Wednesday, August 01, 2007

Here is the news


Well, folks, it’s now 12 months since that nerdy looking guy you see in the photograph above went on national television in Cuba with the announcement some of us had been waiting for for a long time: Fidel Castro was stepping down.
The soon-to-be 80-year-old dictator had undergone emergency surgery for some mystery condition (cancer?), and as a result, had transferred all his powers “temporary” to his slightly younger brother, Raul.

The man who had ruled Cuba with an iron fist for nearly half a century handing over power? Voluntarily? Because he was sick?

Many thought it was the beginning of the end for the rancid, deeply corrupt hierarchy that has kept a tight rein on the island since those heady days back in January 1959.

There was dancing in the streets of Miami, but back here in the Antipodes, the handful of Australians who pay regular attention to Cuban affairs (hi, everybody), took a more cautious, wait-and-see approach, which is the naturally Australian thing to do.

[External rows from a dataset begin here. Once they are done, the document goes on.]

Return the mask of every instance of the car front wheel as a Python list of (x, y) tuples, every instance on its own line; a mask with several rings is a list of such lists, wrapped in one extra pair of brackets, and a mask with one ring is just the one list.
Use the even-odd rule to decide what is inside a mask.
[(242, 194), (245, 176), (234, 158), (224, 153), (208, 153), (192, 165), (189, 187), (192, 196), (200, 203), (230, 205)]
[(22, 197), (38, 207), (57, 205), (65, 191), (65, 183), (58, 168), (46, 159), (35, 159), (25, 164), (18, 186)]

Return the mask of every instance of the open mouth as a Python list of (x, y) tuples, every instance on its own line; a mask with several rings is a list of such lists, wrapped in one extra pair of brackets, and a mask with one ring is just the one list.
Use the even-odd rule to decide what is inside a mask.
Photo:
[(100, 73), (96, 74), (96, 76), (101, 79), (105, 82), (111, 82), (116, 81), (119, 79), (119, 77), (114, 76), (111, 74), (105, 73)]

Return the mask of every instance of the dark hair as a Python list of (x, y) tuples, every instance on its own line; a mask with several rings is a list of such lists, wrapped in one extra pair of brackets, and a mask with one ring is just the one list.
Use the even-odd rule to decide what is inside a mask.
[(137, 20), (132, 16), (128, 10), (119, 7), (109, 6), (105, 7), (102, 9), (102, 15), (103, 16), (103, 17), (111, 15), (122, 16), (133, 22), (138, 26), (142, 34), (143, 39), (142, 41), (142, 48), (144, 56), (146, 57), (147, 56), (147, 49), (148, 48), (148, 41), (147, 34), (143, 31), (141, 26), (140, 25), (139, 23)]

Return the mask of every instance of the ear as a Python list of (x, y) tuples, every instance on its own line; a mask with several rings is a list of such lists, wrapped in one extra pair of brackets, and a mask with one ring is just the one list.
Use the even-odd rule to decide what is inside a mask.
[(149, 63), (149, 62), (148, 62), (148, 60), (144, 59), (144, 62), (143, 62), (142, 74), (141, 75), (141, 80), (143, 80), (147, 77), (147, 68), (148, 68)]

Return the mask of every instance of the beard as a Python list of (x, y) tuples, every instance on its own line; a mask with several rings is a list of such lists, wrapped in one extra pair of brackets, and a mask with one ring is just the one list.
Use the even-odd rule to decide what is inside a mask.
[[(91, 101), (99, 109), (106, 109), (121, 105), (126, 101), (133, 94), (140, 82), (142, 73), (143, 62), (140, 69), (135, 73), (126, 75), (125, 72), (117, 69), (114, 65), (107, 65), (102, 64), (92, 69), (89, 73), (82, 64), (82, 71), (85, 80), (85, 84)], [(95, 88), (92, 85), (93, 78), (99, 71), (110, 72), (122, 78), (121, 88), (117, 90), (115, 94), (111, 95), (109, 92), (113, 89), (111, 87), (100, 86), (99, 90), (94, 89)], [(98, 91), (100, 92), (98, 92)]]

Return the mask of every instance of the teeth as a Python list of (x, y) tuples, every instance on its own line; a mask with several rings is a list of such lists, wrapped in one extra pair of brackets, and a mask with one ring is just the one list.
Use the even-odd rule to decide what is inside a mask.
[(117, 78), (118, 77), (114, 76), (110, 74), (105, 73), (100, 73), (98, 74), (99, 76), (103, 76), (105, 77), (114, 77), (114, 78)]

That and the fact we have grown weary of predictions about Castro’s demise.

Anyway, it all seems like a long time ago and the obvious question today is this: has anything really changed in Cuba in the past year?

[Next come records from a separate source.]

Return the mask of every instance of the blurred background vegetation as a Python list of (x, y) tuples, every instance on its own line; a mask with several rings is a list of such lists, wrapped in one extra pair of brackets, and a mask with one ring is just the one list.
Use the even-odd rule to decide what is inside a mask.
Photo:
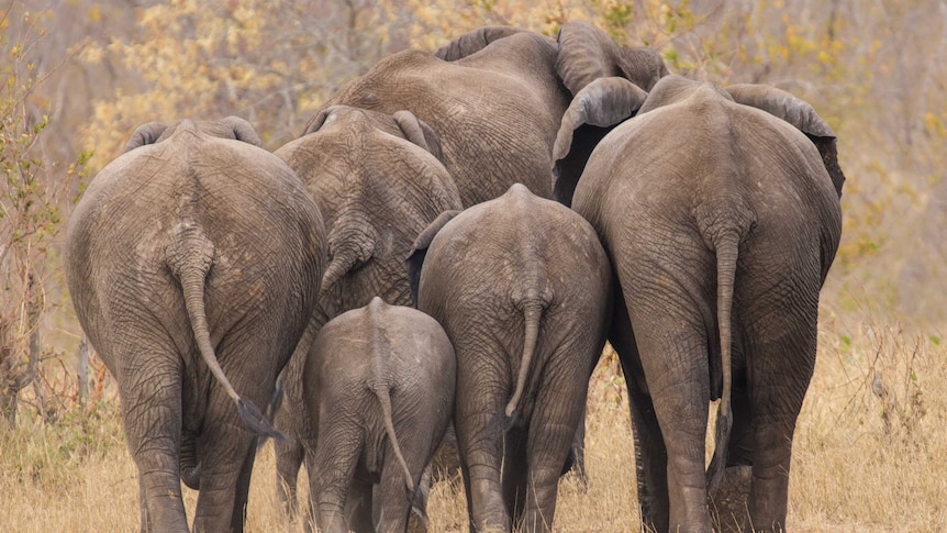
[[(40, 413), (76, 400), (75, 381), (43, 371), (74, 368), (81, 336), (62, 274), (65, 224), (138, 124), (236, 114), (277, 148), (380, 58), (483, 24), (555, 36), (566, 21), (591, 21), (620, 44), (654, 47), (673, 73), (769, 84), (809, 101), (835, 129), (848, 178), (823, 332), (844, 348), (893, 324), (939, 345), (947, 326), (944, 0), (0, 2), (8, 420), (24, 388)], [(101, 393), (108, 377), (94, 359), (88, 376)]]

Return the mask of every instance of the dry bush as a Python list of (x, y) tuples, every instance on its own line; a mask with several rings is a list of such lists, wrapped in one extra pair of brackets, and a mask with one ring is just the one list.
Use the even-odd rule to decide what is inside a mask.
[[(869, 323), (848, 334), (829, 322), (820, 338), (793, 446), (790, 526), (936, 531), (947, 523), (947, 400), (938, 392), (947, 381), (947, 348), (936, 336)], [(556, 531), (638, 531), (627, 400), (609, 352), (589, 396), (589, 488), (571, 476), (560, 481)], [(70, 411), (57, 424), (24, 415), (15, 430), (0, 433), (0, 530), (132, 531), (135, 476), (108, 390), (90, 412)], [(303, 531), (281, 517), (275, 479), (267, 445), (257, 456), (247, 530)], [(186, 490), (191, 513), (196, 496)], [(431, 531), (466, 531), (465, 506), (459, 480), (436, 486)]]

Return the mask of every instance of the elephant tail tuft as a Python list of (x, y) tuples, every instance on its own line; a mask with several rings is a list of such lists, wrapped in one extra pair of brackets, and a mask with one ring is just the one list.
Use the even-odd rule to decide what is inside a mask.
[(733, 427), (733, 408), (731, 396), (733, 390), (732, 368), (732, 323), (733, 290), (736, 278), (736, 262), (739, 251), (739, 233), (721, 232), (713, 240), (716, 249), (717, 267), (717, 323), (720, 324), (721, 373), (723, 375), (723, 391), (717, 409), (716, 434), (713, 458), (708, 467), (708, 489), (713, 492), (723, 480), (726, 469), (727, 446)]
[(204, 307), (204, 289), (208, 273), (213, 266), (214, 245), (204, 234), (203, 230), (193, 222), (181, 222), (169, 232), (170, 244), (167, 249), (167, 266), (178, 278), (181, 292), (185, 298), (188, 319), (194, 341), (201, 358), (224, 388), (227, 396), (234, 401), (241, 419), (249, 429), (264, 436), (285, 438), (285, 436), (272, 429), (269, 420), (249, 400), (242, 398), (234, 390), (226, 375), (224, 375), (211, 344), (210, 326), (208, 325), (207, 309)]
[[(520, 398), (523, 396), (523, 389), (526, 386), (526, 375), (530, 374), (530, 364), (533, 362), (533, 355), (536, 352), (536, 340), (539, 336), (539, 320), (543, 318), (543, 304), (539, 301), (533, 301), (523, 306), (523, 320), (526, 329), (523, 338), (523, 357), (520, 359), (520, 371), (516, 376), (516, 388), (513, 390), (513, 396), (510, 402), (506, 403), (506, 418), (513, 419), (516, 412), (516, 404), (520, 403)], [(510, 422), (512, 425), (512, 420)]]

Here are two separate assessments.

The first is a report by David Usborne of the British daily The Independent, who is of the view that Cuba is still “languishing” in Fidel Castro’s shadow.

“Cuba marked the first anniversary of Fidel Castro provisionally handing power to his younger brother, Raul, with little sign of the political or economic change some had expected,” Usborne comments. “Human rights reform, freedom, and reliable supplies of food staples remain as elusive as ever."

Then there is this somewhat more up-beat assessment from Anthony Boadle, the Reuters correspondent in Havana.

“One year after taking over from his ailing brother as Cuba's leader, Raul Castro is raising hopes of reforms to relieve economic inefficiencies and food shortages but he is not offering political change,” Boadle writes in his dispatch.

He then quotes a “Havana maid who asked not to be named” as saying: "People feel encouraged. The speech [on 26th July] shows that Raul is in charge now. Changes are coming.”

But Boadle reports, her husband was way less optimistic.

"We've heard the same story for years - I can only afford vegetables on my pay, never meat," the unnamed husband said before “his wife shut him up, saying he could be arrested”.

Make up your own mind.

2 Comments:

Anonymous Anonymous said...

"Raising hopes." Indeed. Well, why not? Castro I spent the previous 46 years doing the exact same thing. The results were hardly commensurate with the promises, but I suppose it's the thought that counts, isn't it? Now Castro II continues the fraud, I mean tradition. Touching, really.

I am, of course, deeply impressed by the, uh, open-mindedness of the Reuters reporter. Some would call him, at best, embarrassingly clueless, but they're no doubt CIA operatives. Carry on.

3:16 am  
Anonymous Anonymous said...

Nerdy, you say? Fair enough, but but to my eye he looks exactly like every truly abject arse-kisser I've ever seen. One would have thought that such a brazen example of the species would be less openly displayed, if only to preserve a modicum of propriety (or at least the semblance of it).